Palmer Generator/The Great Saunites “PGTGS”, recensione
Non ho mai amato gli split album, ma questo è un problema soggettivo, quindi tento di superare quella sensazioni di incompletezza che sono solito provare in questi casi e mi impegno ad imprigionare le sensazioni personali, aiutato di certo da un disco che, in verità, sto ascoltando da giorni, non certo per avallare la mia tesi iniziale, quanto per godere di un sound piacevolmente narrativo.
Protagonisti di questa nuova proposta di Peyote Press sono Palmer Generator e The Great Saunites due ensemble impolverate da un underground più che mai vivo. Le band, già unite da esperienze live, portano le loro libere idee sotto l’egida di Bloody Sound Fucktory, Brigadisco e Il verso del cinghiale sotto forma di vinile da 180 grammi, per dare alle stampe due lati di un’unica realtà iconica e creativa.

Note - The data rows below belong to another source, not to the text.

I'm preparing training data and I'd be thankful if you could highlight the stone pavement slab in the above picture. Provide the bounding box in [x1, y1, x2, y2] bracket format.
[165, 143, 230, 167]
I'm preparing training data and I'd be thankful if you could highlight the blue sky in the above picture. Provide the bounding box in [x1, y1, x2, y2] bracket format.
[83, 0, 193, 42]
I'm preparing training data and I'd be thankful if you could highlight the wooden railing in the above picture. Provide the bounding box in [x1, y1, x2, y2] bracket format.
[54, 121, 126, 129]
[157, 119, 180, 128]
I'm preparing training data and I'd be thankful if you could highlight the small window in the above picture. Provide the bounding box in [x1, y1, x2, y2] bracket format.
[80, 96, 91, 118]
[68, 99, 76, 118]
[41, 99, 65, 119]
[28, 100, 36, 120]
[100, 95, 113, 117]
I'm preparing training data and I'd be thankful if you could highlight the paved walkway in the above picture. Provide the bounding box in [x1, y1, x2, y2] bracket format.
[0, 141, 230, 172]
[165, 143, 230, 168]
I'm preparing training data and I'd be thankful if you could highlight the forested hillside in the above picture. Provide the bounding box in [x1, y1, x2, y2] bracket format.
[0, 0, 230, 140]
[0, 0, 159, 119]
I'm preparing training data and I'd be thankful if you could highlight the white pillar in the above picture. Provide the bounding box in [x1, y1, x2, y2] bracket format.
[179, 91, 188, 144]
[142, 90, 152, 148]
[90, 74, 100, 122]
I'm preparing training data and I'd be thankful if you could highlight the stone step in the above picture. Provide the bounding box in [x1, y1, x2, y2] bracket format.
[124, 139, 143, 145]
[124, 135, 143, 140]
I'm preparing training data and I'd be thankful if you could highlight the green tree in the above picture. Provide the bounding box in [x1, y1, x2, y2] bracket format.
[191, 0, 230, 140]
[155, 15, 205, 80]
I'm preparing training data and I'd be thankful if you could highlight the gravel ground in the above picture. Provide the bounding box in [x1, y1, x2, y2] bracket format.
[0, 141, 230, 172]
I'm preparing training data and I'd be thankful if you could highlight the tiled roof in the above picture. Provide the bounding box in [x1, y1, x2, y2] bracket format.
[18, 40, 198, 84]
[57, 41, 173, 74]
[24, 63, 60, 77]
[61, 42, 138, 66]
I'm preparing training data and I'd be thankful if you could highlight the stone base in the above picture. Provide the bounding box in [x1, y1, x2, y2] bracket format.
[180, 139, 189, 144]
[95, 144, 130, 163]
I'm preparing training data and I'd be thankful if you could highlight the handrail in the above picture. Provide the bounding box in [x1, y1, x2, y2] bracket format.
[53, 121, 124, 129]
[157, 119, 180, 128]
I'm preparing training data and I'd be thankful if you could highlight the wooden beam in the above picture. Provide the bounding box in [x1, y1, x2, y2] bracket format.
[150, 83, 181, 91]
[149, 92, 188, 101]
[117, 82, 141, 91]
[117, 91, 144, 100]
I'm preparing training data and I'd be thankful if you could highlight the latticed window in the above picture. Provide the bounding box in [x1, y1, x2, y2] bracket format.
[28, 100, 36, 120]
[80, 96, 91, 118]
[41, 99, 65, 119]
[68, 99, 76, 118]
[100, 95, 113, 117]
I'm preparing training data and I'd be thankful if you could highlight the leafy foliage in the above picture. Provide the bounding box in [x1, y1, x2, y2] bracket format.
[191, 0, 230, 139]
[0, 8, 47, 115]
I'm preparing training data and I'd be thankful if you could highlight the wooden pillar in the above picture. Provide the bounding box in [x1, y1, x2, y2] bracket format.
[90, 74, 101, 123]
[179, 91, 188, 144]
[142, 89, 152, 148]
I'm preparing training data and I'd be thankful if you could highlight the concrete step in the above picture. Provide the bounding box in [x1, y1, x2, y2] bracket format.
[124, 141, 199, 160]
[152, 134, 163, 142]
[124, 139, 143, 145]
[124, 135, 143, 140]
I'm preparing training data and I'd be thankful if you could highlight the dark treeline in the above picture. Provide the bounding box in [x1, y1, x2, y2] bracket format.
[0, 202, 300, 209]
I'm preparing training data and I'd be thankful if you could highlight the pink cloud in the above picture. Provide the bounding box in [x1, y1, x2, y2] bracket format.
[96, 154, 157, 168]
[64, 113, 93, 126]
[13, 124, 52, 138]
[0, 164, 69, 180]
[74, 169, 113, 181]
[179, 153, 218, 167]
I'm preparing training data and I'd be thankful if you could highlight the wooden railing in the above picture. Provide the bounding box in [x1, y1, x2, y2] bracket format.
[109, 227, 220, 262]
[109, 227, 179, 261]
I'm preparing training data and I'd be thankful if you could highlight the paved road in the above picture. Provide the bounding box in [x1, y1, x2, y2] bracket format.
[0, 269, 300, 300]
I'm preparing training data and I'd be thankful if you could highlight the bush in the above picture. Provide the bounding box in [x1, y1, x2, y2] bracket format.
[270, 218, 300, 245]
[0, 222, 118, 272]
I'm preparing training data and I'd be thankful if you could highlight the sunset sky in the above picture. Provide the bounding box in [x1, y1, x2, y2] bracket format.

A dare battesimo a questo PGTGS è Mandrie, suite in due parti in cui le venature post rock dei Palmer Generator disegnano impronte sonore reiterate e cadenzate, delineate da un fil rouge ipnotico e filmico, perfetto nel raccontare in maniera silente le strutture emozionali non troppo discoste da sensazioni tipicamente nordiche. La visività dei cambi direzionali ci porta poi verso le metriche artistiche di Zante, in cui The great Saunites mostrano attitudini più spigolose ed ossessive. Infatti, proprio come già ci hanno abituato in passato, il duo si ritrova a raccontare dinamiche circolari che, grazie alla loro accogliente ridondanza, definiscono una riuscita autostrada verso l’ascolto attentivo. Il sound, senza dimenticare accenni anni ’70, mostra ritorni surreali e tratti melanconici, ben bilanciati a mezzo di intuizioni rock, da cui emergono i tamburi di Leonard Layola, motore esecutivo di tracciati piacevolmente fuorvianti.
Dunque, se come me non amate gli slip album…fate un’eccezione perché in questo caso è la giusta direzione da prendere.